Novel Vectors: Exploring Beyond Traditional Boundaries

Novel vectors are breaking the limitations of traditional viral vectors in terms of payload and immunogenicity, offering new possibilities for gene delivery. Non-viral technologies, such as lipid nanoparticles (LNPs) and polymer-based vectors, avoid virus-associated safety issues and can achieve tissue targeting through surface modifications.

Engineered viruses and hybrid systems use capsid engineering and sequence optimization to improve payload capacity and targeting precision, providing effective platforms for in vivo gene editing.

Preclinical and early clinical studies indicate that these novel vectors have potential in treating heart, liver, and central nervous system diseases. For example, LNP-mediated delivery of CRISPR/Cas9 systems to the liver allows efficient gene editing with minimal immunogenicity.

In rare diseases, such as congenital metabolic disorders and inherited cardiomyopathies, non-viral vectors have entered Phase I/II clinical trials, demonstrating favorable safety profiles and measurable gene correction.

Future developments include multi-gene vector designs, enhanced tissue specificity, and controllable expression systems, making gene therapies safer, more precise, and suitable for complex disease interventions.

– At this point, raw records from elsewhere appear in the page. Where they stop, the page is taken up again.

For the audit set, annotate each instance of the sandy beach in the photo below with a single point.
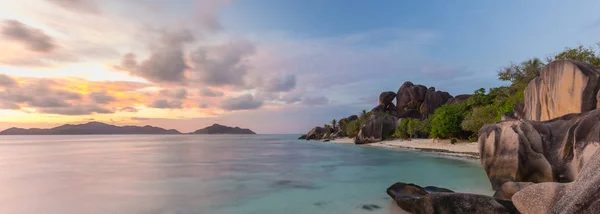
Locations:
(442, 147)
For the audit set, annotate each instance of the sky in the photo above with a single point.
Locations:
(269, 65)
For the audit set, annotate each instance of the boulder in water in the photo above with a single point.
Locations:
(563, 87)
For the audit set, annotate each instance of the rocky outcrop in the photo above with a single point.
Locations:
(434, 100)
(415, 199)
(534, 151)
(316, 133)
(459, 98)
(563, 87)
(580, 196)
(412, 99)
(410, 96)
(377, 128)
(508, 189)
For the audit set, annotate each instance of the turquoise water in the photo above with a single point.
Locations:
(212, 174)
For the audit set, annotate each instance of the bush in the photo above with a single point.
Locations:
(402, 129)
(447, 120)
(479, 117)
(453, 141)
(352, 128)
(473, 138)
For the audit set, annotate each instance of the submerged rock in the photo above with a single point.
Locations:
(532, 151)
(563, 87)
(508, 189)
(580, 196)
(415, 199)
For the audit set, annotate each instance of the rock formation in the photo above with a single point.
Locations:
(377, 128)
(385, 103)
(415, 199)
(459, 98)
(533, 151)
(412, 99)
(580, 196)
(563, 87)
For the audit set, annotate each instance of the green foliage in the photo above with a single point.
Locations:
(412, 128)
(479, 117)
(402, 129)
(521, 75)
(473, 138)
(479, 98)
(508, 104)
(447, 120)
(352, 128)
(580, 53)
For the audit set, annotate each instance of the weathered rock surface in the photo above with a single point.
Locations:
(415, 199)
(539, 151)
(410, 96)
(580, 196)
(508, 189)
(316, 133)
(434, 100)
(418, 98)
(387, 97)
(377, 128)
(459, 98)
(563, 87)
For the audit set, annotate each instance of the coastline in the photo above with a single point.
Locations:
(440, 147)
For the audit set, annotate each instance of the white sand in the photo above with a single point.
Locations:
(443, 147)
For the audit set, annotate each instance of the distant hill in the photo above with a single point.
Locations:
(220, 129)
(89, 128)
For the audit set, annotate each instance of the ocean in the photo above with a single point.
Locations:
(249, 174)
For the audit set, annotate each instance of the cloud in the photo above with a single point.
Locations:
(179, 94)
(86, 6)
(7, 81)
(128, 109)
(166, 63)
(101, 97)
(8, 105)
(315, 100)
(207, 92)
(166, 104)
(222, 65)
(35, 39)
(280, 84)
(76, 110)
(128, 62)
(141, 118)
(242, 102)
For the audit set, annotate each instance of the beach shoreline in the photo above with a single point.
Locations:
(469, 150)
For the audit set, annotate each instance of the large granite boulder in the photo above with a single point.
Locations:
(410, 96)
(317, 133)
(378, 127)
(563, 87)
(580, 196)
(415, 199)
(459, 98)
(508, 189)
(539, 151)
(434, 100)
(387, 97)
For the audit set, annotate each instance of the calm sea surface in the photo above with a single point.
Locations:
(259, 174)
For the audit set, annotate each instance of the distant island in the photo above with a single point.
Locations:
(220, 129)
(98, 128)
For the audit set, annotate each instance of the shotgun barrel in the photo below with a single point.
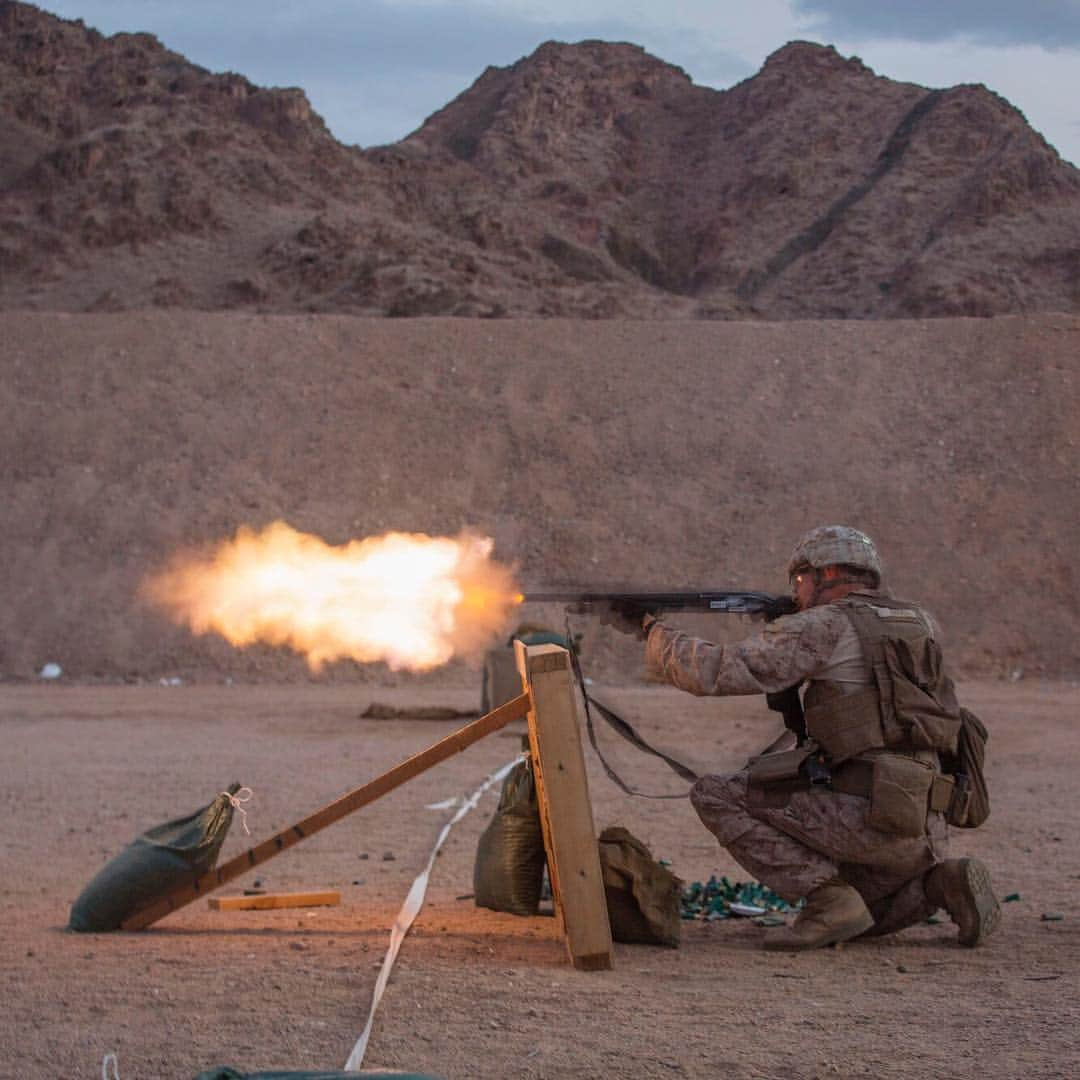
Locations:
(727, 601)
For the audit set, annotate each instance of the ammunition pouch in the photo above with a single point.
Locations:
(785, 765)
(847, 725)
(902, 790)
(900, 795)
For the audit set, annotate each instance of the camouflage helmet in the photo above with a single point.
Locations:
(835, 545)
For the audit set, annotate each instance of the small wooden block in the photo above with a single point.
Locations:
(328, 899)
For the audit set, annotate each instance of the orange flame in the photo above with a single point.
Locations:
(408, 599)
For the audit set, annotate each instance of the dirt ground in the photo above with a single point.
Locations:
(476, 994)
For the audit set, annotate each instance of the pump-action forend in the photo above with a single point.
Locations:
(728, 601)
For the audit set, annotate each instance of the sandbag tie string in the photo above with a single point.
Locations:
(237, 802)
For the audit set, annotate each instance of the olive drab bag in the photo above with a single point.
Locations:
(912, 706)
(972, 801)
(508, 875)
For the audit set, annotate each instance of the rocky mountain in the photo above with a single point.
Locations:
(586, 179)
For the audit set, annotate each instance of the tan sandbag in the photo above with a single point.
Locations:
(643, 895)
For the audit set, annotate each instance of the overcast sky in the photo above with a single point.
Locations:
(375, 69)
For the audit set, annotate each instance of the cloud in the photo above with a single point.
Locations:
(376, 69)
(1052, 24)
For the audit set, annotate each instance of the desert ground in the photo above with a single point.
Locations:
(477, 994)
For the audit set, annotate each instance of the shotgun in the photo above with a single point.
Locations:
(726, 601)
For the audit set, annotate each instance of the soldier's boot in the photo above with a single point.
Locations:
(834, 913)
(962, 887)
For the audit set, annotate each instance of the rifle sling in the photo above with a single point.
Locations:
(626, 730)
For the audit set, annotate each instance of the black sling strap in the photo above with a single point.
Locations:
(623, 728)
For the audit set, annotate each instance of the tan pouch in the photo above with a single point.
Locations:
(900, 795)
(774, 768)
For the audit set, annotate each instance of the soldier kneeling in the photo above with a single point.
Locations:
(855, 820)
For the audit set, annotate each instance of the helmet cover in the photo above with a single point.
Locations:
(835, 545)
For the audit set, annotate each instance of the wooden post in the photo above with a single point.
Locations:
(328, 814)
(566, 813)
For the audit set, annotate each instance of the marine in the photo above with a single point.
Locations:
(863, 836)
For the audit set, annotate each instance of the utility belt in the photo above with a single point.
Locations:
(902, 786)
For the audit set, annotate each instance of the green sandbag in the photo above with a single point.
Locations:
(152, 865)
(510, 856)
(224, 1072)
(644, 898)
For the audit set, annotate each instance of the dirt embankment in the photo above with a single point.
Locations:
(662, 454)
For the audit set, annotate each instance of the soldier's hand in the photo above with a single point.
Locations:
(625, 617)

● Advantages: Flexible payload, high safety, multi-tissue targeting, suitable for in vivo gene editing

● Limitations: Limited clinical experience, many technologies still in early stages, long-term efficacy requires further validation

Technology Integration and Future Trends

Looking ahead, gene delivery is likely to rely more on multi-vector combination strategies to overcome the limitations of individual vectors.

AAV can be used for precise in vivo delivery, achieving long-term expression in specific tissues such as the central nervous system or heart; LNPs provide auxiliary modifications, controllable expression, and rapid degradation; lentiviruses are suitable for ex vivo stem cell modification, enabling modified cells to persist and exert therapeutic effects.

This synergistic approach allows for a balance between precise targeting, controlled release, and long-term efficacy in complex diseases.

At both clinical and industrial levels, integrating multiple technologies poses several challenges:

● Pharmacokinetics and immune response differences: Different vectors vary in distribution, clearance, and immune activation, requiring careful dose and administration design.

● Production and quality control complexity: Multi-vector combinations increase GMP manufacturing difficulty, necessitating batch consistency and strict quality testing.

● Interdisciplinary integration: From vector design to clinical application, molecular biology, drug formulation, clinical medicine, and logistics must work together to ensure safety, efficacy, and accessibility.

● Clinical trial and data standardization challenges: Multi-center studies and long-term efficacy evaluation require careful trial design and standardized data collection.

The deep integration of technology and industry will determine whether gene therapies can achieve long-term, controllable, and safe outcomes across a wider range of diseases.

Conclusion: From the Laboratory to Global Patients

From AAV and lentiviruses to novel non-viral and engineered vectors, gene delivery technology is advancing toward safer, more efficient, and more precise therapies. Each technological breakthrough brings new hope to patients.

Through its global supply network, DengYueMed bridges the gap between innovation and accessibility, helping cutting-edge gene therapies reach clinical practice worldwide.

As technology and industry continue to synergize, gene therapy is expected to cover a broader range of chronic and immune-related diseases, achieving widespread societal impact and laying the foundation for future precision medicine.